Man-Making and Nation Building

 – P. Parameswaran JI (Yuva Bharati, 50th Year Special Commemorative Volume, April 1996)

Man-making and Nation-building are the twin ideals which the Vivekananda Kendra has taken for its objectives. Thyaga and Seva: are the keys to achieve this grand consummation. Thyaga implies true man-making and Seva, Nation-building. These are inseparable. Swami Vivekananda has described the process of man- making from different angles under different contexts. But they all add up to one thing, namely, man with a capital 'M'. It is well understood that man is multi-dimensional and all the dimensions have to be given due consideration. In one of his famous utterances Swamiji has stated that "muscles of iron and nerves of steel within which dwells a heart of the same material of which the thunderbolt is made". To put it simply, it means the fullest development of the body and the mind. In a different context Swamiji has stressed the need for developing the head and the heart. To be a full man, one must combine within oneself, according to Swamiji, the head of Shankara and the heart of Buddha. In short, the physical the vital, the mental, the intellectual and the spiritual dimensions of man have to be nourished and strengthened to the fullest possible extent.

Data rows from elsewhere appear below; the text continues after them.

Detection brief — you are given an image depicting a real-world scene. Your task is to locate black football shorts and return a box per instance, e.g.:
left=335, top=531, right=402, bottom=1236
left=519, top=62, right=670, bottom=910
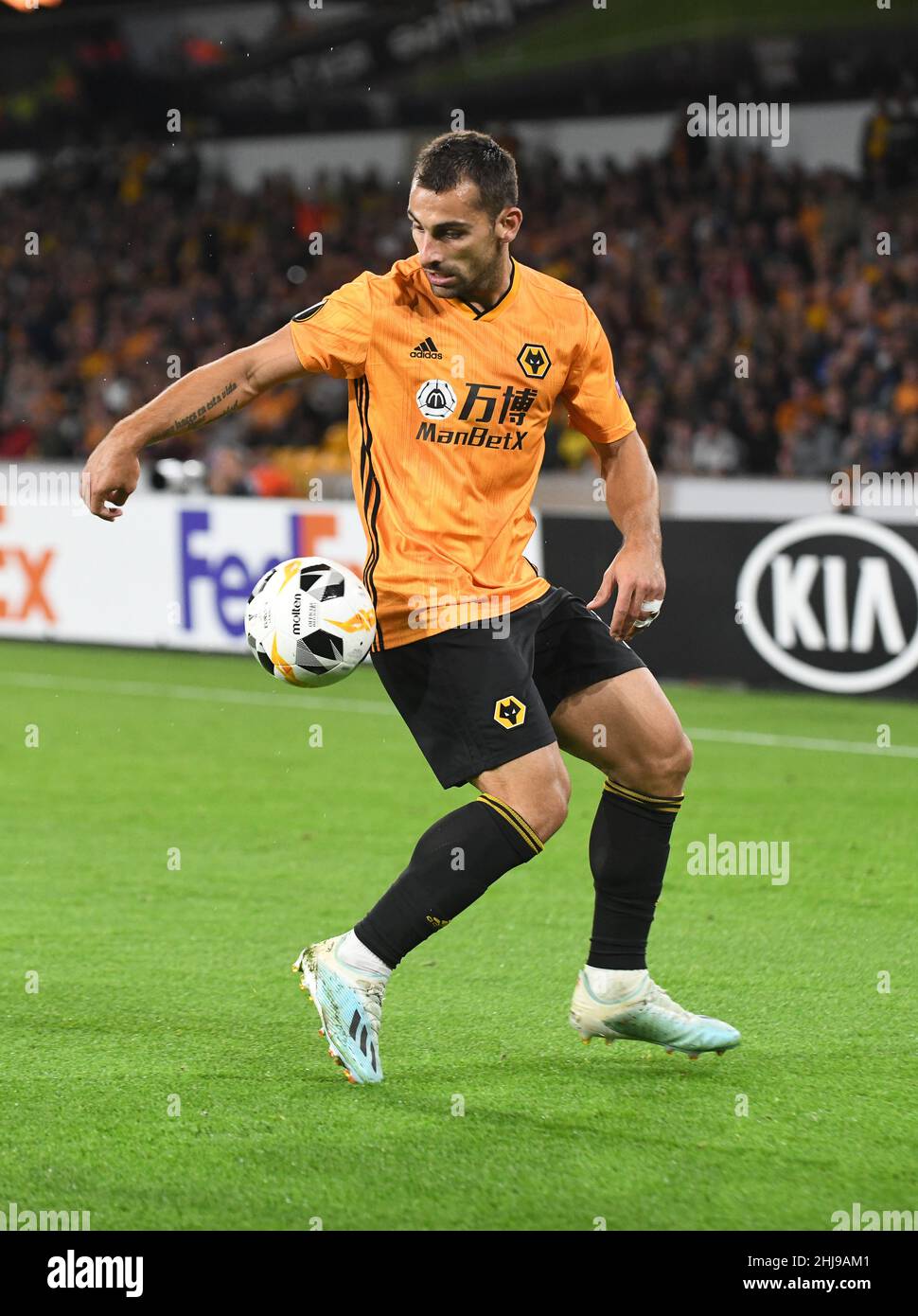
left=372, top=586, right=644, bottom=787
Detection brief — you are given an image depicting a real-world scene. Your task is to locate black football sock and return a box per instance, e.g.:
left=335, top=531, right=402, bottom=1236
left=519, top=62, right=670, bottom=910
left=354, top=795, right=542, bottom=969
left=587, top=777, right=684, bottom=969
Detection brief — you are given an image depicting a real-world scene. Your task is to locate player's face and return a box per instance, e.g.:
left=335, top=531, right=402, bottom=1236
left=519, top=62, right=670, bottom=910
left=408, top=180, right=507, bottom=301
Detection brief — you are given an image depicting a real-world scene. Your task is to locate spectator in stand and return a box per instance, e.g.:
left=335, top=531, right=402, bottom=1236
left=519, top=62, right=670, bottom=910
left=777, top=408, right=841, bottom=479
left=0, top=134, right=918, bottom=490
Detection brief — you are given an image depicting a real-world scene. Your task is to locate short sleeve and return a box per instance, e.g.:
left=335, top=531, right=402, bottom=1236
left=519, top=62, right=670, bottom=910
left=561, top=301, right=635, bottom=443
left=291, top=273, right=371, bottom=379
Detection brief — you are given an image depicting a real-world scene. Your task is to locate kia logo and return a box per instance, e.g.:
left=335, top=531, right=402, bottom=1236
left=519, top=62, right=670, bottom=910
left=736, top=516, right=918, bottom=695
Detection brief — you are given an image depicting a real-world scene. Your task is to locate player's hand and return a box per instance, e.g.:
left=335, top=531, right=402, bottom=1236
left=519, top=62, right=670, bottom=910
left=80, top=431, right=141, bottom=521
left=587, top=543, right=667, bottom=640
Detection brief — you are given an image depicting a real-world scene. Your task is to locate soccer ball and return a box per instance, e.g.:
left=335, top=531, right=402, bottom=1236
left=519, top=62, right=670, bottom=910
left=246, top=558, right=376, bottom=685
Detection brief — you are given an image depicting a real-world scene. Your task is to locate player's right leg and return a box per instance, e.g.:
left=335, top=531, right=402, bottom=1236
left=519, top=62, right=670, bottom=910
left=293, top=600, right=570, bottom=1083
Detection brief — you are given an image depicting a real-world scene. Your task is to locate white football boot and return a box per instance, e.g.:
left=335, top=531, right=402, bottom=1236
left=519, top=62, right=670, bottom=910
left=570, top=969, right=740, bottom=1060
left=293, top=934, right=387, bottom=1083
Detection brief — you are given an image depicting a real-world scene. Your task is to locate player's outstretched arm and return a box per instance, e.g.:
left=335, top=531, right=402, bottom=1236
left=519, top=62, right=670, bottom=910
left=588, top=429, right=667, bottom=640
left=80, top=325, right=303, bottom=521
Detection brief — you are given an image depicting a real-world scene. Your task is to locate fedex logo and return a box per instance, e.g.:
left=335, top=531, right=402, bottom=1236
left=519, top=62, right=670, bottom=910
left=0, top=507, right=57, bottom=622
left=179, top=506, right=362, bottom=638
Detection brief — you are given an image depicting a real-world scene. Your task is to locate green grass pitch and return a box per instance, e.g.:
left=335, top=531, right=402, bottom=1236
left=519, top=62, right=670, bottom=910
left=0, top=644, right=918, bottom=1231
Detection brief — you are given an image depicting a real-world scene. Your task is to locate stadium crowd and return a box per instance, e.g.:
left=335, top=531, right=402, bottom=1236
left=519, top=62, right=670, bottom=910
left=0, top=124, right=918, bottom=493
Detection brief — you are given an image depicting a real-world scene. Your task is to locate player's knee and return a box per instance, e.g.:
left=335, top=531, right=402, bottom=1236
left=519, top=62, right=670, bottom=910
left=651, top=728, right=695, bottom=795
left=506, top=763, right=571, bottom=841
left=536, top=767, right=571, bottom=841
left=620, top=728, right=693, bottom=796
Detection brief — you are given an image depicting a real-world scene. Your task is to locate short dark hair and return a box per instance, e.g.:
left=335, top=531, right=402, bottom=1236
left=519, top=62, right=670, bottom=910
left=415, top=129, right=517, bottom=219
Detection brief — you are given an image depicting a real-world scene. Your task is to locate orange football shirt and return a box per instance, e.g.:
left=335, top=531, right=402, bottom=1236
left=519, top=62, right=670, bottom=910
left=291, top=256, right=634, bottom=649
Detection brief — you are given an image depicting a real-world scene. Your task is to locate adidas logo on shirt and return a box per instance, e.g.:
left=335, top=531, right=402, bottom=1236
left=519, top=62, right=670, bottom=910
left=411, top=338, right=443, bottom=361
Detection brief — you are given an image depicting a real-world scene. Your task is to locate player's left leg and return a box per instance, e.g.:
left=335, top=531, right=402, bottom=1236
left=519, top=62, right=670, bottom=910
left=536, top=598, right=739, bottom=1058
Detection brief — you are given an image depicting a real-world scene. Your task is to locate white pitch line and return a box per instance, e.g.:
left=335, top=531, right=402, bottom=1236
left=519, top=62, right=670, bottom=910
left=685, top=726, right=918, bottom=758
left=0, top=671, right=396, bottom=715
left=0, top=671, right=918, bottom=758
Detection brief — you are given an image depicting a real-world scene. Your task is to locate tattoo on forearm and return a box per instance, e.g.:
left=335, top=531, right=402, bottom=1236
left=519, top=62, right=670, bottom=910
left=151, top=381, right=242, bottom=442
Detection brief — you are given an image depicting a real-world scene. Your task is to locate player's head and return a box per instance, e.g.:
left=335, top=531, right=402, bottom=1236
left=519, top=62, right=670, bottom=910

But this development cannot be achieved in isolation of the one from the rest. If it were possible, the outcome would be a distorted and imbalanced individual who will be a big problem not only for others, but even for himself. So, man-making can be defined as the process by which all the various aspects and dimensions of a person are harmoniously developed into a fully blossomed manhood. Such a person will indeed be a blessing to the entire humanity.

This process of healthy man-making can take place only under a congenial social environment, obtainable in a safe and secure nation fully confident of itself on account of its material and spiritual perfection. Such a condition may be termed too idealistic. It is indeed so. But the attempt has always to be to achieve as close an approximation as can be under the existing situation.

Naturally, the question arises as to what is meant by nation-building. It must be clearly understood that a nation is not a collection of individuals nor groups of individuals, just as an individual is not merely an aggregate of innumerable cells of different organs. But the individual as well as the nation are organic, living entities. Only when the individuals and the groups that constitute a nation are knit together and organically related to each other in a complementary manner and guided by a common will and desire to achieve a healthy and prosperous life, determined to ward off all the obstacles that come in the way of this objective, can it be called a Nation. As Swami Vivekananda, Mahayogi Aurobindo and many other social and spiritual thinkers have pointed out, every nation is the living embodiment of a national soul which is peculiar to itself. Every nation is different from the rest because of this distinctive characteristic. Each nation has to fulfil a mission and this can be achieved only when it remains free to work out its Swabhava through the pursuit of its Swadharma. When a nation is conquered by another, it loses this freedom and if it continues to remain so for long, unable to shake off its slavery, then the national soul gradually declines and dies. Under such circumstances, it becomes the Swadharma of the nation concerned to fight by whatever means available to it, to win back its freedom, so that it can manifest its Swabhava. Every nation, fully and freely developing itself and co-operating with one another and contributing its share to the total welfare of the entire humanity has been the Bharatiya view of an ideal world.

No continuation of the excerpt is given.